McQueen and Chalayan, technologies compared
Few times one can avoid mentioning the myth of Alexander McQueen when talking about fashion shows with a sophisticated concept. Despite the fact that the British designer has very often chosen fire and the color red in his collections, such as in 'Joan' and 'Highland Rape', and in the numerous homages to his Scottish roots, among his most famous fashion shows - which are basically all of them - 'The Widows of Culloden' certainly stands out. Staged in March 2006, the collection debuted in Paris, on a wooden catwalk flanked by a glass pyramid similar to that of the Louvre. The sound of the wind was incorporated into the show's soundtrack to suggest cold skies, while the models walked the runway wearing winged creations by Irish hatter Philip Treacy, a tribute to the designer's historic muse Isabella Blow and a clear reference to McQueen's lifelong passion for using animals for symbolic purposes. Despite the unforgettable sophistication of the collection, the highlight was the arrival of Kate Moss, who floated through the air through a hologram wrapped in white organza ruffles. It was a memorable moment, not so much for the use of this advanced technology, but more so for the choice to cast Kate Moss, a supermodel who just a few months earlier had lost multiple contracts with established designers after being at the center of a major scandal, photographed by the British media while doing cocaine at a party. With an evocative image that left the audience speechless, McQueen made Moss a dreamlike floating vision, re-establishing her reputation as a great icon.

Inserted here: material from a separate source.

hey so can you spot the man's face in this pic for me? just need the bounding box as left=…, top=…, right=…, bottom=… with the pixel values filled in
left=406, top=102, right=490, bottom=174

Cypriot designer Hussein Chalayan also used another great piece of 'winged' inspiration for his 1999 Echoform collection, a designer who, like McQueen, went down in history for his high-production shows that intertwined fashion with performance art. Presented on an all-white go-kart-like runway, the collection was opened by a jaw-dropping futuristic look: a shiny fiberglass dress assembled with the look of an airplane fuselage which, when model Audrey Marney reached the apex of the runway, began to move, raising some of its segments imitating the pre-takeoff movement of an airplane's wings. The concept behind this design, based on the designer's intricate relationship with the world of aviation and migration, was also taken up by Chalayan with the Airmail Dress, a dress made of a paper-like fabric called Tyvek that can be folded and sent, like a letter that «can become a symbol of absence or presence.»